Nevertheless, an edited version of Pet Shop Boys’ Acid House rendition of Johnny Christopher, Mark James, and Wayne Carson’s ‘Always On My Mind’, perhaps best recognized as a sentimental country ballad sung by Willie Nelson in 1982, was the world’s third-highest charting single six years later. The 12-inch mix that also appears on the album contains an unexpected middle section called ‘In My House’, a minor-key detour featuring additional lyrics that relate to the original: “I worked so hard, I thought you knew / my love I did it all for you / I never really had the time / I guess you couldn’t read my mind.”

These phrases are subtly manipulated up and down in pitch, a technological trick that calls attention to the artificiality and malleability of media forms. Long before Auto-Tune, Pet Shop Boys’ manipulation of vocality effectively queered the refrain, entreating a subversive politics of frequency: these variations in tone and timbre rendered singer and muse more ambiguous, and also upended the song’s presumed hetero-normative orientation. When Willie Nelson sings ‘Always On My Mind’, we can be fairly certain that it is a man addressing a female lover; with Pet Shop Boys’ version, those positions and dynamics are no longer clear.

I was raised on country music, particularly the 1970s outlaw artists like Merle Haggard, Waylon Jennings, and especially Willie Nelson. The kinds of love songs these men sang were unimpeachably seminal and virile at the time, and it was exciting for those assumptions to be overturned by a British disco duo. Pet Shop Boys embodied a sense of masculine sensitivity, a Jungian world of ideas and concepts rather than things and people, an introverted character and temperament that I identified with. I was also at a difficult age, similarly wanting for strength and joy. And suddenly, here was music that appeared to speak directly to me.

What likewise appealed immediately about Introspective was its wholly state-of-the-art aesthetic. Music made with computers and samplers seemed so radical and futuristic, optimistic about the blurring of boundaries between techno and human agency — the relentless pursuit of mechanical and digital perfection. What electronic music’s critics now pejoratively identify as the rigid and angular sound of quantized MIDI sequencing was then considered its most desirable quality: drum machines and computers didn’t miss notes, they don’t lose their tempo or flub a chorus; they perform precisely, the same way, time after time.

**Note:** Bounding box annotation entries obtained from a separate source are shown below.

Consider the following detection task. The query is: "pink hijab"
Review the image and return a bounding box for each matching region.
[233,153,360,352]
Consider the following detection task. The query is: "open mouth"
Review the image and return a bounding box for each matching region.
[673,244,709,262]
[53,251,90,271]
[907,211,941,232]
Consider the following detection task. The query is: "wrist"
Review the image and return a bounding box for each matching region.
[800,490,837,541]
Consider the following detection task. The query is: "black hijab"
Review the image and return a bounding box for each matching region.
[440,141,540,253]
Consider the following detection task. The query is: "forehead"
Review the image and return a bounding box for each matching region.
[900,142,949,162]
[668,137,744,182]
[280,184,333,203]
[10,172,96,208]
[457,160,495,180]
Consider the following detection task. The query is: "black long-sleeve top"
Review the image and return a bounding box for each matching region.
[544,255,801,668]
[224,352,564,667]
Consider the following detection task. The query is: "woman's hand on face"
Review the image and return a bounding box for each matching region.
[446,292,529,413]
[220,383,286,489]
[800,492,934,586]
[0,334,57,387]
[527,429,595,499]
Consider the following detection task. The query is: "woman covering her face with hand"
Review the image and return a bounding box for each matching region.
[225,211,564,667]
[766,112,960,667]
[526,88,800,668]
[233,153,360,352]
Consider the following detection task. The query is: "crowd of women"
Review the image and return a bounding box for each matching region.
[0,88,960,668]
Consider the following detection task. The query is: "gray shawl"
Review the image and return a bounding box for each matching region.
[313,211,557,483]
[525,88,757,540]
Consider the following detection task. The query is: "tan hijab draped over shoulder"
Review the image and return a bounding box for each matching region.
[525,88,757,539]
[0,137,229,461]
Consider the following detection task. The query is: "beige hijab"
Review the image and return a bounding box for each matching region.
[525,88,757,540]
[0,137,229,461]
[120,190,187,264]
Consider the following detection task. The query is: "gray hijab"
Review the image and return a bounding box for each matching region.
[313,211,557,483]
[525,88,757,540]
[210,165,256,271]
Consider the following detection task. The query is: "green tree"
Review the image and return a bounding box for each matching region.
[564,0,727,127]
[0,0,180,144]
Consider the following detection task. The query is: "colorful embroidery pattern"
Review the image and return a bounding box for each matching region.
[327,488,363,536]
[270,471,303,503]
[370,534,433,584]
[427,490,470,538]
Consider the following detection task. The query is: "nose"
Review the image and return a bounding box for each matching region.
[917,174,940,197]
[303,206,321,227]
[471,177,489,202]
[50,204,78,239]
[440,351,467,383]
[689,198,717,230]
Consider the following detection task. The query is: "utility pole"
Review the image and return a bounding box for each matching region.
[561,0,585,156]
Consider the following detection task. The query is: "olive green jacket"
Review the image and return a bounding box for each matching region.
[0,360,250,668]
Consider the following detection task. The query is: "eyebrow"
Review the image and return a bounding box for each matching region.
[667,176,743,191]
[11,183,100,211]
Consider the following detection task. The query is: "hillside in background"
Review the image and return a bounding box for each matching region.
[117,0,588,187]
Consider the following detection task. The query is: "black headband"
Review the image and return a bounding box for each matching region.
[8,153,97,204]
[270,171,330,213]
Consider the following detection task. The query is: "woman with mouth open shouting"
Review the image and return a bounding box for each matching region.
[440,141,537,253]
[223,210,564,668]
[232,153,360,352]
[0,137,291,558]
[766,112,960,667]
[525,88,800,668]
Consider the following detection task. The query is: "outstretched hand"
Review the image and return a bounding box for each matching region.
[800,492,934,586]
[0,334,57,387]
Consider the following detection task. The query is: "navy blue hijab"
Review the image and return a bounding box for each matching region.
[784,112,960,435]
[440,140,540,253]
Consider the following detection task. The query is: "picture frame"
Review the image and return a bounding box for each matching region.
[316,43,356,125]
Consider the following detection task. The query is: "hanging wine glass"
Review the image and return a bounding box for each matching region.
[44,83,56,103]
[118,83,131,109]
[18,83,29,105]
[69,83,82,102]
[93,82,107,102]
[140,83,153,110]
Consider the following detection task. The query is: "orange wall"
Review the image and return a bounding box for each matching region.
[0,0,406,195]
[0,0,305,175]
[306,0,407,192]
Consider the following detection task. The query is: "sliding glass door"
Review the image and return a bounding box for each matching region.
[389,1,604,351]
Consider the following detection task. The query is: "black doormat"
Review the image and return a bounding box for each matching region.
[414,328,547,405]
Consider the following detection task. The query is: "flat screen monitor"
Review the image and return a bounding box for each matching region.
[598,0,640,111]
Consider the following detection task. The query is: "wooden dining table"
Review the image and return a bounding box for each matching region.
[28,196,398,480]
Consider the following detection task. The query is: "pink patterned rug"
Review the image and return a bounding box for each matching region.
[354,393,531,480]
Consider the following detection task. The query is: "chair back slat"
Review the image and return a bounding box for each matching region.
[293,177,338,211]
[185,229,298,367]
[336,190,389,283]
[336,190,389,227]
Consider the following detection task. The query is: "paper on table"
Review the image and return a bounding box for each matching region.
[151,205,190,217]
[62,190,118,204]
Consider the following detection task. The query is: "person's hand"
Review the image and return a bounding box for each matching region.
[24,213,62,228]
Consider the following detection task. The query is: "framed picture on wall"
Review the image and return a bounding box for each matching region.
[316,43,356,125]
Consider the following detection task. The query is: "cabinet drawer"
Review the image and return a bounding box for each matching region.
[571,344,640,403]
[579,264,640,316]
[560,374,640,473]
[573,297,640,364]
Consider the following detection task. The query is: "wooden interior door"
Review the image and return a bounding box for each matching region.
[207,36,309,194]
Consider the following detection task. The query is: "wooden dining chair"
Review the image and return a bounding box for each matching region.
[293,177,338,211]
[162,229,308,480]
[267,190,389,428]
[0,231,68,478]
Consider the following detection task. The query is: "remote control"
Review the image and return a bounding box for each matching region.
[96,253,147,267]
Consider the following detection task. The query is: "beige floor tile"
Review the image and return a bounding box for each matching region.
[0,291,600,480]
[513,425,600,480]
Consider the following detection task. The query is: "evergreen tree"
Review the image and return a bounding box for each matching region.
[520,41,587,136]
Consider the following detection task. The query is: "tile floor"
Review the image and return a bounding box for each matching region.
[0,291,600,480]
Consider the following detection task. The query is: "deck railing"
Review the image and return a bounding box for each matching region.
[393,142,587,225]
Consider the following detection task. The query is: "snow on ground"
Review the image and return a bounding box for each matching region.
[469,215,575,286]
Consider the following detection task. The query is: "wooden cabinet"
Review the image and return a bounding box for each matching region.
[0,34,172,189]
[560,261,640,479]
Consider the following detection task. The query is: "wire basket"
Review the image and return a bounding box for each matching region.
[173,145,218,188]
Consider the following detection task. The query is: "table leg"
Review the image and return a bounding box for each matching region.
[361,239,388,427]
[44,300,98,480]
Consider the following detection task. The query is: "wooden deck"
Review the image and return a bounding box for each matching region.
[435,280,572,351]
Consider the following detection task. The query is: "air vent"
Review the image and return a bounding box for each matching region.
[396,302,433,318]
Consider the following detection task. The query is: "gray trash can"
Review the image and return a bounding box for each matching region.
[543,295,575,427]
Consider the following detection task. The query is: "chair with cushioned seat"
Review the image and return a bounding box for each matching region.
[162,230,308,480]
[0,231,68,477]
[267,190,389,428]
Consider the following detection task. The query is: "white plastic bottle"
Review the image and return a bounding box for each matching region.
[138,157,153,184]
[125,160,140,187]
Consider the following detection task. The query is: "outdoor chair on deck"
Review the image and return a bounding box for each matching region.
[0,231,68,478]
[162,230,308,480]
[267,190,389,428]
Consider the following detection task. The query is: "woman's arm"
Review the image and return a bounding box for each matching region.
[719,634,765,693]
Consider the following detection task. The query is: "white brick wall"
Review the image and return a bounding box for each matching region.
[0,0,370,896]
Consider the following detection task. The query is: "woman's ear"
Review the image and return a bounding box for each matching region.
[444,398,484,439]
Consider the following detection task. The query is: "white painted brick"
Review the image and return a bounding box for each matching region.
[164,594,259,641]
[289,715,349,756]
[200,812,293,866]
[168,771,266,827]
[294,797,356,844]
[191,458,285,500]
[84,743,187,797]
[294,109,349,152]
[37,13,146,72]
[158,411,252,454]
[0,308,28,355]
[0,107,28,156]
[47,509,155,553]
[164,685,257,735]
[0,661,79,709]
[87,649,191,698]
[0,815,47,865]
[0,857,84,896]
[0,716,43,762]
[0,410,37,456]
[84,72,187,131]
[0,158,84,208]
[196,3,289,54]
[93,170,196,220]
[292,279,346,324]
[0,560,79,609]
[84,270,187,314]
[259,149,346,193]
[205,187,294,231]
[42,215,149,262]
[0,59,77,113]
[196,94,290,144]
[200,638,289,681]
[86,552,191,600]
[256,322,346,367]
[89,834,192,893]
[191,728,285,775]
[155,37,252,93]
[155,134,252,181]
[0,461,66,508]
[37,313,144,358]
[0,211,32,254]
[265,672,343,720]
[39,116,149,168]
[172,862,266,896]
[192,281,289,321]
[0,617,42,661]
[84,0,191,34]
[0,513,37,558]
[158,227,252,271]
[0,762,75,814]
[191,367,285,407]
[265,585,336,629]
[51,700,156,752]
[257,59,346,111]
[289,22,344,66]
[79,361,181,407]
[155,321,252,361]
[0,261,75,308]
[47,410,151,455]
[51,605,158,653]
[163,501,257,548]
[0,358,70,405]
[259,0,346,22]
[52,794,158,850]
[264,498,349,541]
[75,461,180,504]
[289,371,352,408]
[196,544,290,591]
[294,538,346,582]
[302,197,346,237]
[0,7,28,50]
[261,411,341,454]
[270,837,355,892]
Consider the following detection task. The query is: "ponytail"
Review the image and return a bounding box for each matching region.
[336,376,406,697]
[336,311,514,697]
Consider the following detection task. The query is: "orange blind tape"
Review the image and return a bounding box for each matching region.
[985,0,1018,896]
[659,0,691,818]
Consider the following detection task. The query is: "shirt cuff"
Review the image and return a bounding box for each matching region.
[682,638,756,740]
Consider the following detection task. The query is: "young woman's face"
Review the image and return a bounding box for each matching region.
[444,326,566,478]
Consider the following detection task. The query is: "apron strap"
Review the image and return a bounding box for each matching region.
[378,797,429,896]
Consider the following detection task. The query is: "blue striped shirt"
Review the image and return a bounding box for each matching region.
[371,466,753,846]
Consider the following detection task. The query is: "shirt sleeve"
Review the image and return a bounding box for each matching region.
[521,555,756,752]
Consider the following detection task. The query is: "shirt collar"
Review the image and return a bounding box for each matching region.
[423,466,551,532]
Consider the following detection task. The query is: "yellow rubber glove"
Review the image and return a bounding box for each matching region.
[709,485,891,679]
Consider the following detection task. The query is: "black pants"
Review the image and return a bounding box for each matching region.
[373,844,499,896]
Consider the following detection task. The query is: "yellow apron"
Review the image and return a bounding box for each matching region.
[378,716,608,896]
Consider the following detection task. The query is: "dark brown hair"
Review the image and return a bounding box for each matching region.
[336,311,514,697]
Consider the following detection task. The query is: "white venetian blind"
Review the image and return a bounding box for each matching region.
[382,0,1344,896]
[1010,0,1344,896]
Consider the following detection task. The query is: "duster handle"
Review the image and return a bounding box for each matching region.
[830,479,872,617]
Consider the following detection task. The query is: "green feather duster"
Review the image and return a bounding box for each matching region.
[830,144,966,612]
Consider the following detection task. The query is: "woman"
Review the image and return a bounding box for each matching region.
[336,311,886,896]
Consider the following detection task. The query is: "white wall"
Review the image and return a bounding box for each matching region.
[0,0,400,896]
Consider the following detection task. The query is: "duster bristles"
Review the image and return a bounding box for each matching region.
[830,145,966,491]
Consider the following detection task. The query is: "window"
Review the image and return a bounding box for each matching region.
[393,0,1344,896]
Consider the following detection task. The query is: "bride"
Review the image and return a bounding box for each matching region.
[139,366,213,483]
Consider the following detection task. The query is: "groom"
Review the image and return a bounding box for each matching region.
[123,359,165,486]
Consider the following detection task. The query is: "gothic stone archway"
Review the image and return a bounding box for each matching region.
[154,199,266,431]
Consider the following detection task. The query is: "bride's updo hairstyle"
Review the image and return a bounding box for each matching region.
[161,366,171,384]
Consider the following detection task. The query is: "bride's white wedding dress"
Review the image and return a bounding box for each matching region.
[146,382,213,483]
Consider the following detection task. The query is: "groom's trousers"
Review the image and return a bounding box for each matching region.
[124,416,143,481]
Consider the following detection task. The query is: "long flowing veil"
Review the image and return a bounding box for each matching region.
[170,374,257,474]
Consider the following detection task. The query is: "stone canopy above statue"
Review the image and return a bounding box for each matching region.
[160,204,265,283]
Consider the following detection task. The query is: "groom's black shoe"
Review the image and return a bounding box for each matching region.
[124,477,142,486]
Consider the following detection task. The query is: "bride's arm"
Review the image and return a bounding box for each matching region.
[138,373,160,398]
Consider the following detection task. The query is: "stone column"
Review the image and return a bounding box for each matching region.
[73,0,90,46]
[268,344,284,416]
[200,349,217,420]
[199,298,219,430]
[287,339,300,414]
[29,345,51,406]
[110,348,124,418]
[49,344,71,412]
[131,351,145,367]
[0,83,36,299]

The first time I heard Introspective was in a high-end hi-fi shop that my parents used to take me to, in a suburban strip mall before going to the movies. I loved gawking at all those sleek stereos — Bang and Olufsens looked straight out of science fiction — and listening to CDs, which were still new to my ear, and still signaled magic in their complete elimination of the surface noise that accompanied analogue recordings. On top of the digital perfection of Pet Shop Boys’ musical programming, there was additionally the digital perfection of the compact disc, and the unbroken chain of digitality — from recording, to mixing and mastering, to distribution format.

CDs almost struck me as divine, of alien origin, and worthy of worship. I loved Introspective not only because of the music, and the interior realms that it conjured, but also because it was on CD, because of all the devices that it implicated, and how wonderfully technologically advanced it all was. These things made the future seem like a shining place to be facing, not the cynical, caustic, dispassionate, algorithmically regulated digital dystopia that subsequently ensued. Digitality — its permanence and infinite replicability — somehow made the otherwise vulnerable Pet Shop Boys exude invincibility, in a world of their own.

In 2018, there is no lonelier a spectacle than a train car-full of people hurtling from non-place to non-place, from station to station, all staring down in silence, engrossed in their own devices. But 1988 was a high note, culturally speaking, for a pervasive belief, in the west at least, that technology and mass media could genuinely improve people’s lives, and that those improvements were inevitable. Introspective is a document of that confidence, a testament to music technology’s timeless wavelengths, and a clear-eyed articulation of the sincere hope that things were going to be alright.